For any character encoding, the order of the encoded units is specified by the encoding scheme, regardless of the endian. For example, the encoding unit of GBK is Byte, which represents a Chinese character in two bytes. The order of the two bytes is fixed and is not affected by the CPU byte order. The encoding unit for UTF-16 is word (double-byte), and the order of Word is specified by the encoding scheme, and the byte arrangement within Word is affected by endian.

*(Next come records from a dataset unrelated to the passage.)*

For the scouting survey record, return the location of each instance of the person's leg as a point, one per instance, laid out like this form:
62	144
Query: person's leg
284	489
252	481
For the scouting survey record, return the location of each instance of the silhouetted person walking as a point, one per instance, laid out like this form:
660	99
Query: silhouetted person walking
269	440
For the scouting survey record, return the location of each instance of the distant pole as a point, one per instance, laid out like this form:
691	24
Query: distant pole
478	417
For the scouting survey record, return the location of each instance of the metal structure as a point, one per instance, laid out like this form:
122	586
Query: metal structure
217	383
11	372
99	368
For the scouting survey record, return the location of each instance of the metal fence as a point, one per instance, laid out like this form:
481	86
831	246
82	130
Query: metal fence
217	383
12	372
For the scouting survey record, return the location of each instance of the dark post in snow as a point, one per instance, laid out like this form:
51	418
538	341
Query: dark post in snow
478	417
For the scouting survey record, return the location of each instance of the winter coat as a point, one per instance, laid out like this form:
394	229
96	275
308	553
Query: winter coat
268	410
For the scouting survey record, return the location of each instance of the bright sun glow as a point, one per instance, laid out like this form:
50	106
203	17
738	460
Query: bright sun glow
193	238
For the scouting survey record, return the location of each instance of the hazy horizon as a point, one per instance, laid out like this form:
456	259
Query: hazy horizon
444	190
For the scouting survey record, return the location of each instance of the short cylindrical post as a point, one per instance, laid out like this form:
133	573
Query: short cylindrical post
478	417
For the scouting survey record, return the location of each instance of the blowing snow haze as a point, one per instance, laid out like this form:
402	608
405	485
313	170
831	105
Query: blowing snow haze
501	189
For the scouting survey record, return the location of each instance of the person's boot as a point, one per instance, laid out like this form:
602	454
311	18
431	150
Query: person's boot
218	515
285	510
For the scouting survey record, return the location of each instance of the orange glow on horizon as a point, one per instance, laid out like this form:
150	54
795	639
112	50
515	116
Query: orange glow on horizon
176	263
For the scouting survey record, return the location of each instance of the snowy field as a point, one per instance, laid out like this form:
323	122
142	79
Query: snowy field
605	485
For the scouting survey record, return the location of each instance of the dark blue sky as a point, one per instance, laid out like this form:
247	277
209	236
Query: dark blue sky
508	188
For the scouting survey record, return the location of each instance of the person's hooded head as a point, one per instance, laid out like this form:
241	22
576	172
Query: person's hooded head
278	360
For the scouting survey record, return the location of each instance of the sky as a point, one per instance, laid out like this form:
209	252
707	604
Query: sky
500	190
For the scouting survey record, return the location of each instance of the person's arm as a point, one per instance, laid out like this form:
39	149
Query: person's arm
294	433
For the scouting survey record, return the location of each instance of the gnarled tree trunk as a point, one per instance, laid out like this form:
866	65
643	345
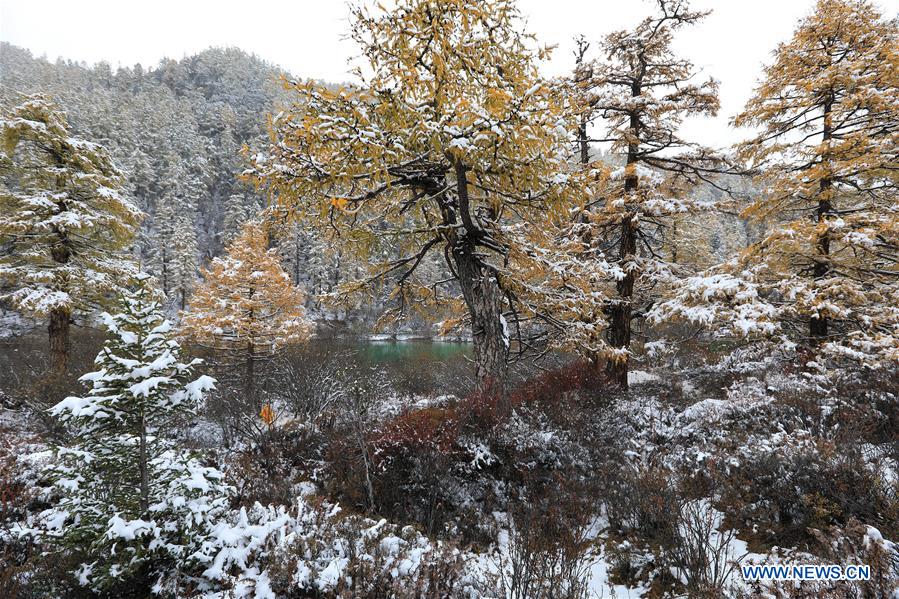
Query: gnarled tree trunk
483	296
58	330
821	267
489	332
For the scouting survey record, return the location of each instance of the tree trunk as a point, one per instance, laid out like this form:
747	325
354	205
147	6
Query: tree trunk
489	331
58	330
821	268
250	387
622	307
483	297
144	474
620	313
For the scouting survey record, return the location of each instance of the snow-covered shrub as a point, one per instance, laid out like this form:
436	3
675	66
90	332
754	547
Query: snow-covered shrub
132	505
703	554
547	553
315	550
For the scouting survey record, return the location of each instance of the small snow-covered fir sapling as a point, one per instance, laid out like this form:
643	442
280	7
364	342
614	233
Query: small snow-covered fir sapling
134	505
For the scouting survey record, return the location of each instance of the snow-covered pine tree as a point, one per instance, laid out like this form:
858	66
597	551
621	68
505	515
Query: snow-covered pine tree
174	259
67	227
642	91
134	506
238	210
246	305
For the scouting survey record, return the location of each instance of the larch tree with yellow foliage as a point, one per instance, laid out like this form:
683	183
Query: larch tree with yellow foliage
246	306
65	228
453	145
827	148
641	91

UTF-16 will also be introduced later.

The highest bit of the two bytes of the GB2312 is 1. But the code bit that meets this condition is only 128*128=16384. So the low-byte highest bits of GBK and GB18030 are probably not 1. However, this does not affect the parsing of DBCS character streams: When reading a DBCS character stream, you can encode the next two bytes as a double byte as long as you encounter a byte with a high level of 1, without having to control what the low-byte high is.

2. Unicode, UCS, and UTF
The previously mentioned encoding methods from ASCII, GB2312, GBK to GB18030 are backwards compatible. Unicode is only compatible with ASCII (more precisely, iso-8859-1 compatible) and is incompatible with GB code. For example, the Unicode encoding of the word "Han" is 6c49, and the GB code is baba.

Unicode is also a character encoding method, but it is designed by international organizations and can accommodate all languages in the world coding scheme. The scientific name for Unicode is "Universalmultiple-octet Coded Character Set", referred to as UCS. UCS can be seen as an abbreviation for "Unicode CharacterSet".

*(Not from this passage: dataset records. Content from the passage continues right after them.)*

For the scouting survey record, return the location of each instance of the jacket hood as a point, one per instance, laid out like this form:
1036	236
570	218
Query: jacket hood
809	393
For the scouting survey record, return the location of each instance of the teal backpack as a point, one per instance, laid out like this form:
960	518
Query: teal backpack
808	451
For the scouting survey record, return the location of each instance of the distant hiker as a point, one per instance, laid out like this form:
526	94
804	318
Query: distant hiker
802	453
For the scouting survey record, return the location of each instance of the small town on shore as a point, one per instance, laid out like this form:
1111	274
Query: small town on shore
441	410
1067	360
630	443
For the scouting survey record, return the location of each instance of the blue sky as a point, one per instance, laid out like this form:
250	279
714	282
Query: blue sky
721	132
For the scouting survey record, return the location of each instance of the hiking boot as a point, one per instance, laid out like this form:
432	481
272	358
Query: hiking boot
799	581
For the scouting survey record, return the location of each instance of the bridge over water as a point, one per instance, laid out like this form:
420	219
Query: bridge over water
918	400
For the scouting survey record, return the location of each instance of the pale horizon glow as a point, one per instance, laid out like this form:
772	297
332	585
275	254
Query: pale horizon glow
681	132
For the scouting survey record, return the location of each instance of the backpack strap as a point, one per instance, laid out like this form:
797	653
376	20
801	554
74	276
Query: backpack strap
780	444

According to Wikipedia (http://zh.wikipedia.org/wiki/), there are two organizations in history that attempt to design Unicode independently, namely the International Organization for Standardization (ISO) and the association of a software manufacturer (unicode.org). ISO 10646 project was developed and the Unicode Association developed the Unicode Project.

Around 1991, both sides recognized that the world did not need two incompatible character sets. They then began to merge the work of the two sides and work together to create a single coding table. Starting with Unicode2.0, the Unicode project uses the same font and loadline as ISO 10646-1.

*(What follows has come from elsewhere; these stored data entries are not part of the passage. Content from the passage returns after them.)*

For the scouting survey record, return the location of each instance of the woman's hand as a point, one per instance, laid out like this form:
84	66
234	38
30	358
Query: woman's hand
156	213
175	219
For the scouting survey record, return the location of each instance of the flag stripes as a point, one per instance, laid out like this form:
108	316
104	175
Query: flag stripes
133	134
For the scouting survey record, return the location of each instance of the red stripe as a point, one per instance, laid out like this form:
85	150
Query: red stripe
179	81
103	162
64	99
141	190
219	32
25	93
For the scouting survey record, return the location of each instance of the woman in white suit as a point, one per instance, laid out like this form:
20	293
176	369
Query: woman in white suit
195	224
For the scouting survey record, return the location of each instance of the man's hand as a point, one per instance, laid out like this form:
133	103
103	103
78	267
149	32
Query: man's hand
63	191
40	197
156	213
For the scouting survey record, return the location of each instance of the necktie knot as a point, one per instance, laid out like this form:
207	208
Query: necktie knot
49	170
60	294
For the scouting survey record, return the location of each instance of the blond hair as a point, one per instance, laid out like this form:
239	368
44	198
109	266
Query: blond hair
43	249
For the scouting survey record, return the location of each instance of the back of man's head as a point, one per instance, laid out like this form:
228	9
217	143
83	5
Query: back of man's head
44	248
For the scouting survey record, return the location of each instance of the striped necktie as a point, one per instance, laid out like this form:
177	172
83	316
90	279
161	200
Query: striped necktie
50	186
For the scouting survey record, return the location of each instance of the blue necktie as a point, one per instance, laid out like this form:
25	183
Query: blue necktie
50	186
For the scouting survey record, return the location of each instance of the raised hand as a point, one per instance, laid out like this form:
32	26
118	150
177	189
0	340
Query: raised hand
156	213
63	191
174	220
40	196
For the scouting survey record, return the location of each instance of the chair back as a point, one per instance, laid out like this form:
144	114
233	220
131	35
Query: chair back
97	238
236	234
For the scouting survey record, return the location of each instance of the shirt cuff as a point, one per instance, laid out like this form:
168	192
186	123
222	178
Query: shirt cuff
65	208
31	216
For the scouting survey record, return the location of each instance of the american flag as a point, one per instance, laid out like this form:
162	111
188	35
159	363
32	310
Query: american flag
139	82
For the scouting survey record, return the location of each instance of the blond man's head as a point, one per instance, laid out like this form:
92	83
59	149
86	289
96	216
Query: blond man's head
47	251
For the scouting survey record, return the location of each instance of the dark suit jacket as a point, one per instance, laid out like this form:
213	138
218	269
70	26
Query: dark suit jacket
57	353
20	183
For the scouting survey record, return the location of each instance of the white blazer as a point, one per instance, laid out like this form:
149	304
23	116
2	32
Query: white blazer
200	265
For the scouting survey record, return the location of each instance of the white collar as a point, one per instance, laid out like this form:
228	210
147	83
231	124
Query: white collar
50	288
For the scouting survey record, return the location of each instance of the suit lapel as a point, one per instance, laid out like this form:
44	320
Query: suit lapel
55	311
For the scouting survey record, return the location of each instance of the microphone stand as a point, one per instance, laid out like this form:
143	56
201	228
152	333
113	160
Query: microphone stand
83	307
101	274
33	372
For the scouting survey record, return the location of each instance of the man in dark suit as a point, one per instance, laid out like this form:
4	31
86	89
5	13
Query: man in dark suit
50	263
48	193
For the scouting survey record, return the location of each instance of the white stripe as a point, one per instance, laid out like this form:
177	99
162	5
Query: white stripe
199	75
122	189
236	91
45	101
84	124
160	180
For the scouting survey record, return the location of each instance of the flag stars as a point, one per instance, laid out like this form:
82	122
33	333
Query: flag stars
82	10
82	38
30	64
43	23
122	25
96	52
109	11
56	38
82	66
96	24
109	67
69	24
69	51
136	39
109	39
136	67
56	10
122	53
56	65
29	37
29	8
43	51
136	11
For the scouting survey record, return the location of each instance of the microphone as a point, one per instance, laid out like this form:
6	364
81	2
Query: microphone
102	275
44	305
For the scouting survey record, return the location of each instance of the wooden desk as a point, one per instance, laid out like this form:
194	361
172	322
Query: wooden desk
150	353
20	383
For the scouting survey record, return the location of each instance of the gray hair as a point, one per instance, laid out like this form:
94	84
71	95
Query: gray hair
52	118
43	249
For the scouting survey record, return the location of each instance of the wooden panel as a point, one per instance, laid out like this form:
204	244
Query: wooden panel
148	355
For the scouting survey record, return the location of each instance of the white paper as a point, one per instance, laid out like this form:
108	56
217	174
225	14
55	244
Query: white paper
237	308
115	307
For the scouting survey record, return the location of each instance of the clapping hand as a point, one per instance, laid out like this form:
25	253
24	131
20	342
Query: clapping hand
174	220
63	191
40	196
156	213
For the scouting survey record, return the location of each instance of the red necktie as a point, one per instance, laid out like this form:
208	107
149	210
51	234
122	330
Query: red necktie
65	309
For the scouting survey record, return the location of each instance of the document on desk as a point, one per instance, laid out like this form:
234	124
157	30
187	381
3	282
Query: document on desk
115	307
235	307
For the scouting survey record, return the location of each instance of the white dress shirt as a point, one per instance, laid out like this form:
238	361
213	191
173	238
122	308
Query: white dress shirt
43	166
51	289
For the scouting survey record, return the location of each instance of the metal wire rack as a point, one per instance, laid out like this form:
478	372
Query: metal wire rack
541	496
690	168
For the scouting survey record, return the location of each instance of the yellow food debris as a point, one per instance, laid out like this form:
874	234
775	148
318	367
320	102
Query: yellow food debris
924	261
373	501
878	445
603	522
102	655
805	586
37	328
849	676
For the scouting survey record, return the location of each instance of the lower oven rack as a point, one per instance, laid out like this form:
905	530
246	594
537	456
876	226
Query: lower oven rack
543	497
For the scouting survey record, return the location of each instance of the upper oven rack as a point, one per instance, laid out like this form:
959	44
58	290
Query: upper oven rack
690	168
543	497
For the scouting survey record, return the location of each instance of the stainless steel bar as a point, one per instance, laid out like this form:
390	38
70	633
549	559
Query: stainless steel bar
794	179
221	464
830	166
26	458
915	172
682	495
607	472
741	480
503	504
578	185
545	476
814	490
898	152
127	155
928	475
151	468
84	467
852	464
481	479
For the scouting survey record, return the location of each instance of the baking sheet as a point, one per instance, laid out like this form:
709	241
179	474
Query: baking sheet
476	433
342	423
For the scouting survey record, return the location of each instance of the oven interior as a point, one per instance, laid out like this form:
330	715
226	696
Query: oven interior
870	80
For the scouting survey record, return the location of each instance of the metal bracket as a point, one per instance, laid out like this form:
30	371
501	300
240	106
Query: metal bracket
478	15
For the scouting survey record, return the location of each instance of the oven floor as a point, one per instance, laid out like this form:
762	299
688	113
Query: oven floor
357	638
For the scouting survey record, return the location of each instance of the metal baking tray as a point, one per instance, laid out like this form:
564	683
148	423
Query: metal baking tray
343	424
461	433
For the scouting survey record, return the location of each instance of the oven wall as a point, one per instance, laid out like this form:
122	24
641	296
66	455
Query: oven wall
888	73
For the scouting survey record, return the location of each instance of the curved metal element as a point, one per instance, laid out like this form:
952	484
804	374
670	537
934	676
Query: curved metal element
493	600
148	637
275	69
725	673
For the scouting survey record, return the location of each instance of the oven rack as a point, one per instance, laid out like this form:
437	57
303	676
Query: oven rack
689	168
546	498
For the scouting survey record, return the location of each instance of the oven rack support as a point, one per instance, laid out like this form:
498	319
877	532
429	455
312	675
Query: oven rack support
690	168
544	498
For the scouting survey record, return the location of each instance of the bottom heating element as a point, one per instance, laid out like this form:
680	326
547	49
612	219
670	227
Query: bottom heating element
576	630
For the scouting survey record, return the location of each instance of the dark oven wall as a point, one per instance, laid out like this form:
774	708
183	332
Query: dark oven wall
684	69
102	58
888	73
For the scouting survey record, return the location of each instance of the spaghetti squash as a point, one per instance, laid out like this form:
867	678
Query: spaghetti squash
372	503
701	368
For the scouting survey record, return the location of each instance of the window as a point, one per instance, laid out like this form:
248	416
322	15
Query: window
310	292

At present, two projects are still present, and the respective standards are published independently. The current version of the Unicode Association is the 2005 Unicode 4.1.0. The latest ISO standards are ISO 10646-3:2003.

UCS just rules how to encode, and does not specify how to transfer and save this code. For example, the "Han" word of the UCS code is 6c49, I can use 4 ASCII numbers to transmit, save the code, or can be encoded with Utf-8:3 consecutive bytes E6 B189 to represent it. The key is that both parties must endorse the communication. UTF-8, UTF-7 and UTF-16 are widely accepted programs. A particular benefit of UTF-8 is that it is fully compatible with iso-8859-1. UTF is the abbreviation for "UCS transformation Format".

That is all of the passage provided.